La Commissione X della Camera dei Deputati ha iniziato il ciclo di audizioni per conoscere meglio il fenomeno dell’automazione industriale 4.0. Prima di questa iniziativa il Governo aveva cercato di fare propria la questione, ma i risultati ad oggi risultano inesistenti.
Come affrontare dunque una tematica così complessa e, allo stesso tempo, innovativa in grado di far progredire la manifattura italiana a livelli mai visti precedentemente?
Nonostante la crisi e il calo di produzione industriale degli ultimi anni e nonostante il crollo della produttività del lavoro (ai minimi rispetto al 2001), l’Italia è ancora fra i Paesi in cui il manifatturiero ha un peso importante all’interno della propria economia. Nello specifico, il settore manifatturiero italiano genera un fatturato di 871 miliardi di euro e un valore aggiunto di circa 225 miliardi, interessando più di 400 mila imprese e impiegando circa 4 milioni di addetti. (1)
(1) Fonte: Eurostat
FONTE: The World Bank, 2014
Ed è proprio questo il punto da cui partire per aprire le porte all’Industria 4.0, seguendo l’esempio dei Paesi ad alta percentuale di manifatturiero su PIL. Cina, Corea, Germania, India hanno puntato sull’automazione e l’innovazione sei meccanismi industriali per poter primeggiare in un mercato sempre più competitivo.
Le problematiche che impediscono all’Italia di raggiungere i leader dell’industrializzazione sono note: carenze infrastrutturali, scarsa propensione alla digitalizzazione, normative obsolete, mancanza di cultura sia all’interno sia all’esterno delle aziende, assenza di una visione strategica nazionale.
Relativamente a questi ultimi due aspetti l’amministrazione di turno ha operato in modo distratto e approssimativo negli anni. Per quanto riguarda infatti la cultura manageriale all’interno dell’impresa si sono incentivate visioni di medio/breve periodo, soprattutto durante la crisi, per recuperare parzialmente i margini di produttività perduta,
Allo stesso modo non sono stati facilitati alcuni processi al di fuori della mera competenza aziendale. Il tessuto italiano di PMI infatti, sfavorito proprio per le sue dimensioni ridotte nella fase di investimento in R&D, ha sofferto dei lunghi tempi di acquisizione e applicazione delle tecnologie più avanzate e non è mai stato incentivato in modo strutturale ad applicare tali migliorie al proprio sistema produttivo e organizzativo. Rimanendo così tagliato fuori dal mercato industriale post-globalizzazione.

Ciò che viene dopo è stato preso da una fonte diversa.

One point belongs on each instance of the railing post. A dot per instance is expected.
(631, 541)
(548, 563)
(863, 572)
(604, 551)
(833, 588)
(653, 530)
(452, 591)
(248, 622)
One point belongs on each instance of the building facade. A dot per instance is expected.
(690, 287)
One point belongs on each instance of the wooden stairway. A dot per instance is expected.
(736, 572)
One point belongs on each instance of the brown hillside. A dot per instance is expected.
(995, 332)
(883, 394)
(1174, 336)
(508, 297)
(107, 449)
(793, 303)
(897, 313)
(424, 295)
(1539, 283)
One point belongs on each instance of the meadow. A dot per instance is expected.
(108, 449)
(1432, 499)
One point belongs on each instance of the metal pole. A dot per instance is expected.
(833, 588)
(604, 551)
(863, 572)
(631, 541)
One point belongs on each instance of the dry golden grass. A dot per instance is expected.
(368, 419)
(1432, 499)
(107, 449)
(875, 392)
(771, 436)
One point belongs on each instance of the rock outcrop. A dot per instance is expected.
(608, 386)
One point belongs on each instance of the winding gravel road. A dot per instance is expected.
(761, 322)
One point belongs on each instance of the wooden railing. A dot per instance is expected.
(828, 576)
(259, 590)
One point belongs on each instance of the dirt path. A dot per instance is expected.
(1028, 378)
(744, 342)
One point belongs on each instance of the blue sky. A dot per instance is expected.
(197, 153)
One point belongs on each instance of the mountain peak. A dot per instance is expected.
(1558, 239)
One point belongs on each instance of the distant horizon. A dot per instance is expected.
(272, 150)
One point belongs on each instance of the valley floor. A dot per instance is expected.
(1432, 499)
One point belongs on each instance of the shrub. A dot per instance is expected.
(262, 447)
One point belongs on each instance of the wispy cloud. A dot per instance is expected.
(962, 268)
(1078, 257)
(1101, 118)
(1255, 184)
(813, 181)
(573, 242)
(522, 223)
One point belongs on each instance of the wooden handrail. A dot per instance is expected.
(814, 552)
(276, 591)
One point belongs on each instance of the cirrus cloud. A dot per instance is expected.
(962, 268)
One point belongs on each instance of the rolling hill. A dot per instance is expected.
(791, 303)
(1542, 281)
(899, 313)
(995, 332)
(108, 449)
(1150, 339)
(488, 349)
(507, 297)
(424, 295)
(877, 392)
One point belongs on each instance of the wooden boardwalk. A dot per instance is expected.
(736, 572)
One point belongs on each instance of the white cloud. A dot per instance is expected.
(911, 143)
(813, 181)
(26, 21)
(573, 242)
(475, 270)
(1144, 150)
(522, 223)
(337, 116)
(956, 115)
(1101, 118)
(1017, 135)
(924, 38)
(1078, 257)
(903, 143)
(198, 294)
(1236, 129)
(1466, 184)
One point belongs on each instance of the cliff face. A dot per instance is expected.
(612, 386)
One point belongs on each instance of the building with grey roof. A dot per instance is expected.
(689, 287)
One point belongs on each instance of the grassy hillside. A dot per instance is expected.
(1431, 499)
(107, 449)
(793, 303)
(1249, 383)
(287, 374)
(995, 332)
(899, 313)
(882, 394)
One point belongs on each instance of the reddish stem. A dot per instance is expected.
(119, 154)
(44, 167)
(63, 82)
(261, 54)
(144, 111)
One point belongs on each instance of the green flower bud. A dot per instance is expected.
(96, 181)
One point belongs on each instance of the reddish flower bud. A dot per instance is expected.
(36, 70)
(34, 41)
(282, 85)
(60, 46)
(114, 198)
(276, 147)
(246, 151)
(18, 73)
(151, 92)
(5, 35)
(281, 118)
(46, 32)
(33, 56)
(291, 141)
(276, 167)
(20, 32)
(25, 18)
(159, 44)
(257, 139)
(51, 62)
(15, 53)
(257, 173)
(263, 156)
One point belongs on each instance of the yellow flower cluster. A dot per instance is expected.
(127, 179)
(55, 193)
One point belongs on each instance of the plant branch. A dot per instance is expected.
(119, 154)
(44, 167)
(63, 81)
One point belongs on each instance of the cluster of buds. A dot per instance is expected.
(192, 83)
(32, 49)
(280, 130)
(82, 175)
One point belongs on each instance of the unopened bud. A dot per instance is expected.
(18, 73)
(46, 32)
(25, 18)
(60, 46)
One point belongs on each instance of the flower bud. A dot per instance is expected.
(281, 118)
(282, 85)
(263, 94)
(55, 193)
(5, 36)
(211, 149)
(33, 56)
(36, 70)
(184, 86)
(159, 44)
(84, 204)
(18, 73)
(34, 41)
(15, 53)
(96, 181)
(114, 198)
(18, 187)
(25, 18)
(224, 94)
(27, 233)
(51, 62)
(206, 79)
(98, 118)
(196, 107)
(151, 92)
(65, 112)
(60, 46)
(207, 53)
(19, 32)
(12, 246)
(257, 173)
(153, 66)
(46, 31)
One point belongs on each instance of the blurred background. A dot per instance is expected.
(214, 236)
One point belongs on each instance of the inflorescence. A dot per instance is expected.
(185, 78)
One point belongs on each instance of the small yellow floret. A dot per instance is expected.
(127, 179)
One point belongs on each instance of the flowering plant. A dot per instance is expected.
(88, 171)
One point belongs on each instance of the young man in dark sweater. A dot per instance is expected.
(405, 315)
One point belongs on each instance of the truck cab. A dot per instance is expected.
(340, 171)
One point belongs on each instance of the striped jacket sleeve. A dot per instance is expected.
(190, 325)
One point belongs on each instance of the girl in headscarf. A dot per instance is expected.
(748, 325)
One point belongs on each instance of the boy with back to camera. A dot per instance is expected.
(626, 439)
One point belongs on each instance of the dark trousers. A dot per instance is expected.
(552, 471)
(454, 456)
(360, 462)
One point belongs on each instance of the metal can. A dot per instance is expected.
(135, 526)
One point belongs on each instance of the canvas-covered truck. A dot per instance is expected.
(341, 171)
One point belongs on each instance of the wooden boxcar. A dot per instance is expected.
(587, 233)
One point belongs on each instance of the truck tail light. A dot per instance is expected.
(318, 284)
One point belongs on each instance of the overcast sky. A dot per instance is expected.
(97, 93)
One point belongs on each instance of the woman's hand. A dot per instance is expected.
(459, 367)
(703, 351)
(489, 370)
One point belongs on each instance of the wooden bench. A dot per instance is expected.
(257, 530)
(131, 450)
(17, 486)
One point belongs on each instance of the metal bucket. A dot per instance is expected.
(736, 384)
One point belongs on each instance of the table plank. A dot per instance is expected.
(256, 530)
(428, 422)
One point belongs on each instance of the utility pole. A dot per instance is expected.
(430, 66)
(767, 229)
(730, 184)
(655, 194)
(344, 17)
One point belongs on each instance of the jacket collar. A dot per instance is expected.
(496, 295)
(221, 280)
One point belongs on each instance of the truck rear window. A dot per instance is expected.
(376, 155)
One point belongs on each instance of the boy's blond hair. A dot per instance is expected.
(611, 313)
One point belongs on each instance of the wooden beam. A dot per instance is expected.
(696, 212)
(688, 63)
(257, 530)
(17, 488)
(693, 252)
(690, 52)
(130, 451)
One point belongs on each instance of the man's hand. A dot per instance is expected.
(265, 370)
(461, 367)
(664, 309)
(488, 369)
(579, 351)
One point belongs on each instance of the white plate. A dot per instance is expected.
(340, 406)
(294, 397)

L’Italia infatti possiede aziende dalle dimensioni mediamente più piccole rispetto ai Paesi leader nel settore industriale e necessita quindi di un’implementazione tecnologica ad hoc. L’innovazione e le tecnologie 4.0 possono e devono così diventare il punto di contatto delle PMI per poter fare il salto di qualità, ma anche di quantità. E il processo deve avere un duplice formato: verticale e orizzontale.
Verticale nell’implementazione tecnologica e nell’automatizzazione del processo produttivo. Dove il traino viene dalle aziende di maggiori dimensioni e dalle reti di PMI in cui le aziende sono integrate per gestire tutte le fasi di applicazione dei requisiti (tecnologici, manageriali, occupazionali) per passare all’Industria 4.0. Orizzontale nell’approccio al mercato e al prodotto, nonché nell’interscambio di dati e informazioni che il nuovo paradigma industriale genererà in modo crescente.